To address this limitation, one approach is to remove certain memorized statistics from the models, rather than ignoring them. Two unlearning methods have been applied to the Llama-3.1-8B-Instruct model, an open-source model that allows modification of its internal weights. The first method, Gradient Ascent (GA), aims to maximize prediction loss on a specific dataset while preserving the model's general ability to reason about micro-surveys. The second method, called Negative Preference Optimization (NPO), treats the data to be forgotten as non-preferred completions, thereby minimizing a preference loss compared to a reference model.

The targeted data for forgetting includes the official inflation record, comprising monthly series of the Consumer Price Index (CPI) and average inflation expectations published by the SCE and Michigan surveys. The effects of these unlearning methods on the distribution of responses are detailed in Table 1 of the study.

Simulating a Randomized Controlled Trial

While broadening the distribution of responses is a step forward, it is not sufficient to achieve the ultimate goal of the study: to reproduce randomized controlled trials (RCTs) of surveys with synthetic versions. RCTs are costly tools, and once data is collected, it is impossible for a researcher to go back to test new theories or adjust treatments.

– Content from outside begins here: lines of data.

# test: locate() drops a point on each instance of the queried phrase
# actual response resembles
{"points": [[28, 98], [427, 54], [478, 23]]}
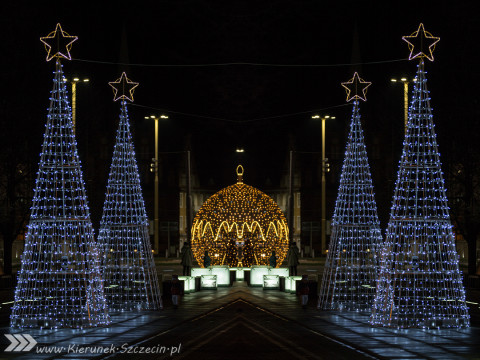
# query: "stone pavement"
{"points": [[348, 330]]}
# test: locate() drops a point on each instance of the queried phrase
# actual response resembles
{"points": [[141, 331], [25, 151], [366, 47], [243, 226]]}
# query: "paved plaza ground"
{"points": [[242, 322]]}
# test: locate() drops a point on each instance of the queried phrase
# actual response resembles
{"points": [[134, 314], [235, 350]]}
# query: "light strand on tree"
{"points": [[128, 267], [420, 284], [351, 267], [59, 283]]}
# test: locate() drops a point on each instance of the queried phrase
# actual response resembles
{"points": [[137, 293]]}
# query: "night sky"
{"points": [[264, 109]]}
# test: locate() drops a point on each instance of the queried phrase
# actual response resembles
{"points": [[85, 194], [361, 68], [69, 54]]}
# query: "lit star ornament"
{"points": [[58, 44], [356, 88], [419, 42], [123, 88]]}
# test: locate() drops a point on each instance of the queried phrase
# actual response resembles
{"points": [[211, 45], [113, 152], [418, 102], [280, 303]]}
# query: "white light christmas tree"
{"points": [[351, 267], [59, 282], [128, 267], [420, 284]]}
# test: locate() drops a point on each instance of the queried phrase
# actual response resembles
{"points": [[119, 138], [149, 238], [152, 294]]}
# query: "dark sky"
{"points": [[216, 104]]}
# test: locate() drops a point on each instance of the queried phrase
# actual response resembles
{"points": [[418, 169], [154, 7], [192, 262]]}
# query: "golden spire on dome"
{"points": [[240, 172]]}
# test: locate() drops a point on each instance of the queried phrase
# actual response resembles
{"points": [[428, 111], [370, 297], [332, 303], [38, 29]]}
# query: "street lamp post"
{"points": [[74, 99], [154, 168], [405, 98], [325, 169]]}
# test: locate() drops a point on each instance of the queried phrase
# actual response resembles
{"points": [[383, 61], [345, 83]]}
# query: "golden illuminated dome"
{"points": [[239, 226]]}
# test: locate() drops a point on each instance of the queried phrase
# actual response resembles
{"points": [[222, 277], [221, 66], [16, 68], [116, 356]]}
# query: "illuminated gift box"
{"points": [[271, 282], [197, 272], [208, 281], [256, 274], [291, 283], [239, 273], [223, 274], [281, 272], [188, 283]]}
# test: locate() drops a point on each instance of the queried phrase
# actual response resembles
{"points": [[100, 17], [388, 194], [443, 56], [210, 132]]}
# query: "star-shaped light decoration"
{"points": [[421, 44], [58, 44], [356, 88], [123, 88]]}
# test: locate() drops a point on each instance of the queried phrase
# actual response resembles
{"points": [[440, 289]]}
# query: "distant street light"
{"points": [[154, 169], [74, 98], [405, 97], [325, 169]]}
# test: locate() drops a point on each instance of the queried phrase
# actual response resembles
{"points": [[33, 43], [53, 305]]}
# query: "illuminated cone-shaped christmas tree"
{"points": [[420, 284], [128, 267], [59, 283], [351, 267]]}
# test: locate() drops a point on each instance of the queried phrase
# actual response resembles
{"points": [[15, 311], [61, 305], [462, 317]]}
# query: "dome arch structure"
{"points": [[240, 226]]}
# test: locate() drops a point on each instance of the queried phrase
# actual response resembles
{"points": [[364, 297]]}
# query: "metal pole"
{"points": [[405, 102], [74, 105], [324, 222], [189, 197], [155, 221], [290, 198]]}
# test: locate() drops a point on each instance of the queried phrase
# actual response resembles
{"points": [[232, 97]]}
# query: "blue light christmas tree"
{"points": [[420, 284], [59, 282], [351, 267], [128, 267]]}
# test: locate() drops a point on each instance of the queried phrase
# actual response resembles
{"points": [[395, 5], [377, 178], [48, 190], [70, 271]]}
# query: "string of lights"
{"points": [[420, 284], [239, 226], [128, 267], [351, 267], [59, 282], [239, 64]]}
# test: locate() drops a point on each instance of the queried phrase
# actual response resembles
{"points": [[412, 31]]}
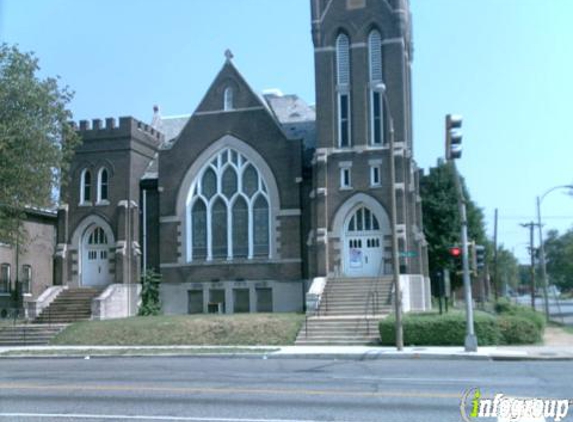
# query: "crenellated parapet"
{"points": [[109, 128]]}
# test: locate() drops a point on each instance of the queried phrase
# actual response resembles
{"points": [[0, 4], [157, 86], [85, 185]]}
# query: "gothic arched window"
{"points": [[228, 99], [343, 89], [229, 210], [86, 186], [103, 184], [376, 80]]}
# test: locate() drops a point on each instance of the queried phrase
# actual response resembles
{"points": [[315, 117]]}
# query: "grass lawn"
{"points": [[217, 330]]}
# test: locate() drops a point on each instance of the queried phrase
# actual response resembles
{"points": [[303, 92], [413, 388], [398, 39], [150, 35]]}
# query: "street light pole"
{"points": [[542, 247], [393, 217]]}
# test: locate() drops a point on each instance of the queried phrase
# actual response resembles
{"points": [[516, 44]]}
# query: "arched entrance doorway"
{"points": [[95, 258], [363, 254]]}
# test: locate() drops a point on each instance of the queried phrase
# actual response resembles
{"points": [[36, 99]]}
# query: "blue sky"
{"points": [[505, 65]]}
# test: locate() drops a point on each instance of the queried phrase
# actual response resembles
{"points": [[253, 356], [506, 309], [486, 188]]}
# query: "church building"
{"points": [[259, 202]]}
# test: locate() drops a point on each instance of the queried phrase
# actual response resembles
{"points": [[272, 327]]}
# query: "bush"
{"points": [[504, 307], [150, 302], [440, 330], [431, 329], [518, 330]]}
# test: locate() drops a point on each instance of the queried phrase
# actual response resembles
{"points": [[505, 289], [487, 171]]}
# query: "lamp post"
{"points": [[542, 247], [381, 88]]}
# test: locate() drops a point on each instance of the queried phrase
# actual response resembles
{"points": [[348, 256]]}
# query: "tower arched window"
{"points": [[343, 89], [228, 211], [376, 95], [228, 99], [86, 186], [103, 185]]}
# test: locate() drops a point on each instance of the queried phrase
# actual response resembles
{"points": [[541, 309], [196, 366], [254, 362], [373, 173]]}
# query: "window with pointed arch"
{"points": [[363, 220], [228, 211], [103, 185], [376, 96], [228, 99], [85, 186], [343, 89]]}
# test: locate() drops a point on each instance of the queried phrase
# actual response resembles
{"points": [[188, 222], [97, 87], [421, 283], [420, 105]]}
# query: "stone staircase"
{"points": [[28, 334], [348, 313], [71, 305]]}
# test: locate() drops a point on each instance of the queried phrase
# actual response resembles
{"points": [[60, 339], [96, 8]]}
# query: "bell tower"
{"points": [[363, 54]]}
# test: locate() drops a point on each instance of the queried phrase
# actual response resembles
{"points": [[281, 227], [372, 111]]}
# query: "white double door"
{"points": [[363, 255], [95, 261]]}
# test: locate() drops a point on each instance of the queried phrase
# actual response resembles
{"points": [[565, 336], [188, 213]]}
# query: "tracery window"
{"points": [[376, 97], [343, 89], [86, 186], [228, 212]]}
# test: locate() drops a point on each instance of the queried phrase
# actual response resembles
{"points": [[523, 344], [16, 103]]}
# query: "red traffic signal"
{"points": [[455, 251]]}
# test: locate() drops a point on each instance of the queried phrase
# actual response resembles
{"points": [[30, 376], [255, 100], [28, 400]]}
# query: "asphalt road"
{"points": [[259, 390]]}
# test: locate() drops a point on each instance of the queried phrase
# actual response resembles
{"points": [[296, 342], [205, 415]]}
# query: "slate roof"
{"points": [[295, 116]]}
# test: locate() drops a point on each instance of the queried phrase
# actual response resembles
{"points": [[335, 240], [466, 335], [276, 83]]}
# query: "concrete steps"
{"points": [[349, 312], [348, 296], [71, 305], [28, 334], [353, 330]]}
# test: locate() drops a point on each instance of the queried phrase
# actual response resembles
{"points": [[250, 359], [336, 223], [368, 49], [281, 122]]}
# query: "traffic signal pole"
{"points": [[453, 152], [470, 343]]}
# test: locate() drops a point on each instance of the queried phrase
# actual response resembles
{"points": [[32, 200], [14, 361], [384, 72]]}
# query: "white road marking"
{"points": [[70, 416]]}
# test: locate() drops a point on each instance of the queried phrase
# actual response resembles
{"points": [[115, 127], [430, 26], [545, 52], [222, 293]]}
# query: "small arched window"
{"points": [[343, 89], [86, 186], [5, 278], [228, 99], [27, 279], [103, 185]]}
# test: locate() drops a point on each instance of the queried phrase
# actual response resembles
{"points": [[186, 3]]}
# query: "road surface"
{"points": [[259, 390]]}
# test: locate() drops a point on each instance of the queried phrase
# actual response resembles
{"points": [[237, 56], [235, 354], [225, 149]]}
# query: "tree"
{"points": [[559, 258], [36, 141], [150, 295], [441, 215], [507, 269]]}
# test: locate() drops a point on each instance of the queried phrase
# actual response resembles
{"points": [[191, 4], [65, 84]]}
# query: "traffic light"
{"points": [[455, 251], [480, 256], [453, 137], [455, 258]]}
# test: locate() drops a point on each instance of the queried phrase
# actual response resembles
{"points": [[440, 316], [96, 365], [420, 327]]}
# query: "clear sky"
{"points": [[505, 65]]}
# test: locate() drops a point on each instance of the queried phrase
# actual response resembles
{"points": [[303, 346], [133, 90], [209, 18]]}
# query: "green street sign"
{"points": [[408, 254]]}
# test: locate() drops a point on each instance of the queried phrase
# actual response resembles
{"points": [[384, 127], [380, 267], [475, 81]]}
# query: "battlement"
{"points": [[128, 126]]}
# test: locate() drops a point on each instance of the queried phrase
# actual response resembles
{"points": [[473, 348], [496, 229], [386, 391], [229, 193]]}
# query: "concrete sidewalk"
{"points": [[295, 352]]}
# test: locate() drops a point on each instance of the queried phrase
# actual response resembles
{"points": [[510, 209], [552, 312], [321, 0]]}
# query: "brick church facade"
{"points": [[253, 200]]}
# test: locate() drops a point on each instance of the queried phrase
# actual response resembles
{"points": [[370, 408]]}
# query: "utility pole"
{"points": [[495, 280], [531, 226]]}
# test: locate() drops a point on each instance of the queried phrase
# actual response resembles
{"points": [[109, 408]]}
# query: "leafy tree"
{"points": [[36, 141], [441, 214], [559, 258], [507, 269], [150, 302]]}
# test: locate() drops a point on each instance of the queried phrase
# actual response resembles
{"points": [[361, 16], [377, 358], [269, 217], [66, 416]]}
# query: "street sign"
{"points": [[408, 254]]}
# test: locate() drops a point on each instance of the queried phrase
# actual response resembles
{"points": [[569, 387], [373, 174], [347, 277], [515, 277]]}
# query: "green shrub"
{"points": [[440, 330], [431, 329], [505, 307], [516, 329], [150, 302]]}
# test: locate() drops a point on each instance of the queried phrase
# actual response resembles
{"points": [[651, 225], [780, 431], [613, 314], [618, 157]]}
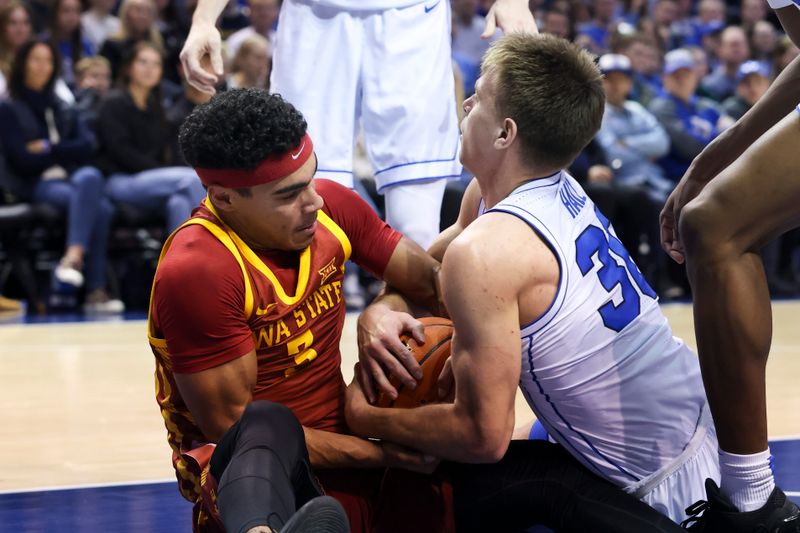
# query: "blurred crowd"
{"points": [[92, 96]]}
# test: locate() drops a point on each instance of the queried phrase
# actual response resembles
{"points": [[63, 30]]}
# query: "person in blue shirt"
{"points": [[690, 122], [631, 136]]}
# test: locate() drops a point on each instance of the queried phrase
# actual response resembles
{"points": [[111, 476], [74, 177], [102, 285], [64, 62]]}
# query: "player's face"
{"points": [[479, 125], [282, 215]]}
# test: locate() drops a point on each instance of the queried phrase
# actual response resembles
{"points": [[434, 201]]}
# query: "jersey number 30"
{"points": [[602, 242]]}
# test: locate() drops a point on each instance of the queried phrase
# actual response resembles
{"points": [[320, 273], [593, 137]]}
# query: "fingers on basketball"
{"points": [[431, 356]]}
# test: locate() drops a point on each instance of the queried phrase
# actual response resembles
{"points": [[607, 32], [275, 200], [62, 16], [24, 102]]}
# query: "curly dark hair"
{"points": [[16, 81], [240, 128]]}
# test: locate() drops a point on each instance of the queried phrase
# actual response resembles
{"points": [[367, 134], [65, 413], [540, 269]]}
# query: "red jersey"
{"points": [[215, 299]]}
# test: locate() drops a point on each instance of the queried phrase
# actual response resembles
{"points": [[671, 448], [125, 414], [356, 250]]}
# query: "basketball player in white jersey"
{"points": [[385, 63], [543, 295], [741, 192]]}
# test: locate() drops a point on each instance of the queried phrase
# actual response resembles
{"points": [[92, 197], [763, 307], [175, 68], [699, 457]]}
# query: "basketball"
{"points": [[431, 356]]}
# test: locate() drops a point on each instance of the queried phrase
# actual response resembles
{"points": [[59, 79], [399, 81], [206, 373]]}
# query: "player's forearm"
{"points": [[207, 12], [333, 450], [781, 98], [445, 431]]}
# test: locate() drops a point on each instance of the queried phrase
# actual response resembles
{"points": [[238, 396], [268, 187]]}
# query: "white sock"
{"points": [[747, 480]]}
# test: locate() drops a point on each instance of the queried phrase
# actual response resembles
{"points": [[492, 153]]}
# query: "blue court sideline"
{"points": [[159, 508]]}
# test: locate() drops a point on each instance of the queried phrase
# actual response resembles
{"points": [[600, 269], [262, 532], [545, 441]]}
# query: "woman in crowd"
{"points": [[15, 30], [48, 151], [64, 31], [251, 65], [134, 141], [137, 23]]}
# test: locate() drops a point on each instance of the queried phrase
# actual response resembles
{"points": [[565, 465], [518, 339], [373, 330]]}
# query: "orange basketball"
{"points": [[431, 356]]}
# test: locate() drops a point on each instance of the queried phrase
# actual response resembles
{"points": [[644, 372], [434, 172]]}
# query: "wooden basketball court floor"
{"points": [[83, 447]]}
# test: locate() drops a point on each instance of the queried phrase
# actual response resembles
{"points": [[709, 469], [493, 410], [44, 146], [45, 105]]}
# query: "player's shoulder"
{"points": [[195, 252], [334, 193], [495, 241]]}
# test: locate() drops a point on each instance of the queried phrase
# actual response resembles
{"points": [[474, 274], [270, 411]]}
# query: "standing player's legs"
{"points": [[723, 229], [409, 113], [315, 67]]}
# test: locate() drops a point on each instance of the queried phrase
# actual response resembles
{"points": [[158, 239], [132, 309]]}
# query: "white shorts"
{"points": [[391, 69], [674, 488]]}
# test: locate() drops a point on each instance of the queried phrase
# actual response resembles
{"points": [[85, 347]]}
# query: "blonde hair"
{"points": [[251, 44], [124, 33], [6, 53], [552, 89], [83, 66]]}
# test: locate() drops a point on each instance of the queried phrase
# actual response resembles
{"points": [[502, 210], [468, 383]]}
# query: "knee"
{"points": [[701, 227], [88, 177], [264, 420]]}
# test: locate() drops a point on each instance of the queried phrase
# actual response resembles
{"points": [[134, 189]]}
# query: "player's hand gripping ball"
{"points": [[431, 356]]}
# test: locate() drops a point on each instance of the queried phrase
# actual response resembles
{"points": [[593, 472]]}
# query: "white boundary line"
{"points": [[89, 486], [785, 437]]}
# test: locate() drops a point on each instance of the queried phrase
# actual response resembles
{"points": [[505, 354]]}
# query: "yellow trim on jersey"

Synthetic agents could potentially fill this gap, provided their behavior accurately reflects that of human respondents.

To evaluate this capability, the study replicated a real RCT conducted by Coibion, Gorodnichenko, and Weber in 2022. In this trial, respondents were randomly assigned to several groups: a control group with no information, several treatment groups each receiving different economic information, and a placebo group exposed to content unrelated to inflation. Participants were first asked to indicate their prior inflation expectation, receive the assigned information, and then report a new subsequent expectation. The difference between these two expectations constitutes the respondent's revision.

A treatment is deemed effective if the observed revisions differ significantly from those of the control group and if the direction of change aligns with economic forecasts: for example, downward revisions after a communication from the FOMC, or upward revisions following news of rising gasoline prices. The verification for synthetic agents involves determining whether their revisions behave similarly to those of human respondents.

Conclusion

For researchers and practitioners considering using LLMs to conduct surveys, several key points emerge:

  • LLMs fail to reproduce the diversity of personas. Survey simulation boils down to a single agent responding to the same question thousands of times, consistently achieving a very precise average, sometimes up to four decimal places.

  • Targeted unlearning methods allow for the recovery of a significant portion of response dispersion and a substantial share of the treatment effect, although challenges remain in accurately mimicking RCTs.

In summary, while LLMs offer a promising alternative for data collection, their ability to reflect the diversity of human opinions remains limited, necessitating improvements to be fully operational.